This article is shared by AI Hao from Huawei cloud community “Full Convolutional Network (FCN) : Semantic Segmentation using FCN”.

FCN classifies images at the pixel level, thus solving the semantic segmentation problem. Different from the classic CNN, which uses the full connection layer to obtain fixed-length feature vectors after the convolutional layer for classification (the full connection layer + Softmax output), FCN can accept input images of any size, and the deconvolution layer is used to upsample the feature map of the last convolutional layer to restore it to the same size of the input image. Thus, a prediction can be generated for each pixel, while preserving the spatial information in the original input image, and finally, pixel-by-pixel classification can be performed on the up-sampled feature map.

The following figure is the schematic diagram of the full convolutional network (FCN) used for semantic segmentation:

Disadvantages of the traditional SEGMENTATION method based on CNN?

Traditional SEGMENTATION methods based on CNN: In order to classify a pixel, an image block around the pixel is used as the INPUT of CNN for training and prediction. This method mainly has several shortcomings:

1) High storage overhead. For example, 15 * 15 image blocks are used for each pixel, and then image blocks are input into CNN for category judgment by constantly sliding the window. Therefore, the required storage space increases sharply with the number and size of sliding Windows;

2) Low efficiency, the adjacent pixel blocks are basically repeated, and the convolution is calculated for each pixel block one by one, which is repeated to a large extent;

3) The size of the pixel block limits the size of the felt area. Usually, the size of the pixel block is much smaller than the size of the whole image, and only some local features can be extracted, thus limiting the classification performance. The full convolutional network (FCN) recovers the category of each pixel from the abstract features. That is, from image level classification to pixel level classification.

What has changed about FCN?

For general classified CNN networks, such as VGG and Resnet, some full connection layers will be added at the end of the network, and category probability information can be obtained after Softmax. However, this probability information is 1-dimensional, that is, it can only identify the category of the whole image, not the category of each pixel point, so this full-connection method is not suitable for image segmentation. FCN proposed that the following full connections could be replaced by convolution, so that a 2-dimensional feature map could be obtained, followed by softmax layer to obtain the classification information of each pixel point, thus solving the segmentation problem, as shown in Figure 4.

FCN shortcomings

(1) The results obtained are still not precise enough. Although 8 times up-sampling is much better than 32 times, the up-sampling result is still fuzzy and smooth, not sensitive to the details in the image.

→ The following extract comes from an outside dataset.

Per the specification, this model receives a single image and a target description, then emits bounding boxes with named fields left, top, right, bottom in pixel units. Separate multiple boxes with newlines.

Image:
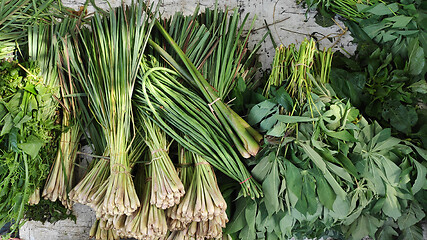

(2) The classification of each pixel fails to fully consider the relationship between pixels. The spatial regularization step used in the segmentation method based on pixel classification is ignored, which lacks spatial consistency.

The data set

The data set for this example uses PASCAL VOC 2012 data set, which has twenty categories:

Person: person

Animal: bird, cat, cow, dog, horse, sheep

Vehicle: aeroplane, bicycle, boat, bus, car, motorbike, train

Indoor: bottle, chair, dining table, potted plant, sofa, tv/monitor

The PASCAL Visual Object Classes Challenge 2012 (VOC2012) (ox.ac.uk)

Data set structure:

VOCdevkit └ ─ ─ VOC2012 ├ ─ ─ all Annotations image annotation information (XML file) ├ ─ ─ ImageSets │ ├ ─ ─ the Action behavior motion image information │ ├ ─ ─ Layout person any part of the image information │ │ │ ├ ─ ─ the Main target detection classification image information │ │ ├ ─ ─ "train". TXT training set (5717) │ │ ├ ─ ─ val. TXT validation set (5823) │ │ └ ─ ─ trainval. TXT training set + validation set (11540) │ │ │ └ ─ ─ Segmentation target Segmentation image information │ ├ ─ ─ "train". TXT training set (1464) │ ├ ─ ─ val. TXT validation set (1449) │ └ ─ ─ trainval. TXT training set + validation set (2913) │ ├ ─ ─ ├─ ├─ Class Exercises ├─ Class Exercises Class ExercisesCopy the code

The data set contains object detection and semantic segmentation. We only need semantic segmentation data set, so we can consider deleting redundant images.

1. Get the names of all images.

2. Obtain the names of all semantic segmentation masks.

3. Find the difference set of the two and delete the name of the difference set.

The code is as follows:

import glob
import os
image_all = glob.glob('data/VOCdevkit/VOC2012/JPEGImages/*.jpg')
image_all_name = [image_file.replace('\\', '/').split('/')[-1].split('.')[0] for image_file in image_all]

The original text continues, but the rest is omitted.